Dogged by low milk yield, Munger was driven deeper into debt to the Farmers Home Administration (FmHA, the predecessor to the FSA till 1994), which held the mortgage on his farm. When his house caught fire in 1988, the FmHA took the fire insurance money for partial payment on the loan. The house remains in ruins.

In 1992 Munger was presented with formal foreclosure proceedings and given 60 days to file an appeal requiring completion of vast and complex forms. On day 59, the farmer was told time was up and payment due. Munger's appeal of this abrogation of his rights was upheld, but nine months later the agency notified him they were now restoring the one day. They demanded he produce all his records, current within 90 days, in just 24 hours. This bureaucratic maneuver was stopped but has never been fully reviewed, stated Hobson at the hearing.

Inspired by Black farmers' fight
After southern farmers who are Black filed a nationally known civil rights law suit charging racial discrimination by the USDA, Munger appealed his case to the USDA civil rights office, saying he was being discriminated against by the agency as a small farmer. When the agency ruled small farmers are not a legally protected category, FSA foreclosure proceedings against him resumed. Munger went into federal court against the agency where he recently lost a key ruling.

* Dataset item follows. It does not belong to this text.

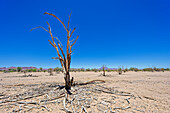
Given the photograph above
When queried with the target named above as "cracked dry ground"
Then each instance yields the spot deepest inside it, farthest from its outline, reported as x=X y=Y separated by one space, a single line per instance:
x=132 y=92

Patrick Freeman, the FSA's chief loan officer in Vermont was present April 29 to defend the agency's record of dealing with Munger. He summed up the FSA stance by opining, "The only thing that will sustain a farm is profit. There are some major, major management problems here."

Several other farmers told their stories, showing that Munger is by no means alone. Fred Flint, a farmer from Braintree, detailed his experiences with the FSA appeals process. Flint said that when he received the packet of forms from the FSA on which to formulate his appeal he was "depressed and bedridden for a week. I did not feel I was getting help, only paperwork."

Two attorneys present, including one expert on federal agriculture law said the FSA rules are too difficult for farmers, and many lawyers, to understand.

Flint has spent two decades struggling to save the farm he bought from his parents in the 1970s. He said he and his family receive food stamps, which he had been reluctant to accept because he "did not think a farmer should have to."

Jerry Kill of Middlesex said he lost his farm to the federal agency, even though he had never missed a loan payment. He was working three jobs to keep the farm but was defeated by a succession of appraisals that valued the farm way below his outstanding loans. He now rents a farm.

Belinda Blass, in her 20s, described herself as having been a farmer until May 23, 1997. Her family's herd was taken from them after an FSA inspector and sheriff department cops suddenly showed up at her farm that morning at 5:30 a.m., announcing they were acting on a tip that her cows were being underfed. After refusing all her entreaties to let her keep the cows and reinspect them in a few months, the FSA bought them from her for $10,000. Ten days later, the government agency sold the same herd at auction for $20,000.

Karen Shaw told committee members the FSA is "antagonistic" to farmers. She testified that FSA had once held up her loan servicing trying to coerce her and her husband, both of whom are dairy farmers, to plant soft wood trees on their land. Shaw protested to the committee that the government "has money for the International Monetary Fund to bail out Mexico and Brazil, and bombs for Clinton's little war in Yugoslavia," while frustrating financing for small farmers whom she termed "socially disadvantaged" as a class.

Shaw and dairy farmer Sherry Kawecki coedit a newsletter called "Farm Connection," which they project as a forum by and for small farmers. In it they expose environmentally unsafe practices by agribusiness and the production of adulterated food products harmful to consumers.

Houriet said he regards the bill as a modest step and one that by itself would not necessarily save many farms. He thinks more public, visible actions by farmers and their supporters will be needed.

Andrea Morell is a member of United Transportation Union Local 898.